Hi,
I have a list of INDELS in their rsid format, and I am trying to convert this list from the rsids to a format like the one coming out of the imputation from MACH/Minimac, i.e. chr:pos:ALLELES.
I have tried using biomaRt to find the chr, positions, and alleles corresponding to the rsids like this:
library(biomaRt)
snpmart = useMart("snp", dataset="hsapiens_snp")
getBM(c("refsnp_id","allele","chr_name","chrom_start"), values="rs200623867", filters="snp_filter", mart=snpmart)
But I get this for an INSERTION:
refsnp_id allele chr_name chrom_start
rs146107628 -/T 10 100002842
That I would like to convert to this format:
10:100002841:C_CT I R
While for a DELETION:
rs200623867 G/- 10 100003302
That I would like to convert to this:
10:100003301:AG_A D R
So it looks like I am missing the information about the other allele when using biomaRt.
Is there maybe a better approach to completing this convertion in R?
Thank you!
Simone
Thank you for your reply! But even if I go one base before I am still having trouble with finding the "other" allele using biomaRt, so for example how would I know to convert
If I don't know that the other allele is C, but I only get T from biomaRt?

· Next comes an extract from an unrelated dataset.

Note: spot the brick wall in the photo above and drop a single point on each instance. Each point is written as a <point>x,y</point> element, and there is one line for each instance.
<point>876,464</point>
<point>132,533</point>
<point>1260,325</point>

Well, if you get one base upstream, that base would be C, so you would say -/T with one base upstream was C_CT.
Thanks Emily, this seems very clever. Do you know if there is a way using biomaRt to request the upstream position based on rsids in one go, or do you think I first need to find the chr:pos for each of the variants listed in the rsids object, and then in a second step find the alleles at their chr:pos-1?
I am just trying to understand the quickest way to convert these IDs inside an R script, maybe biomaRt isn't the best way to go if it requires many steps, but I don't know of another package that could help with this...
Thanks again for your advice!
In the variant mart, there's a section called Sequences where you can specify the upstream sequences plus the alleles.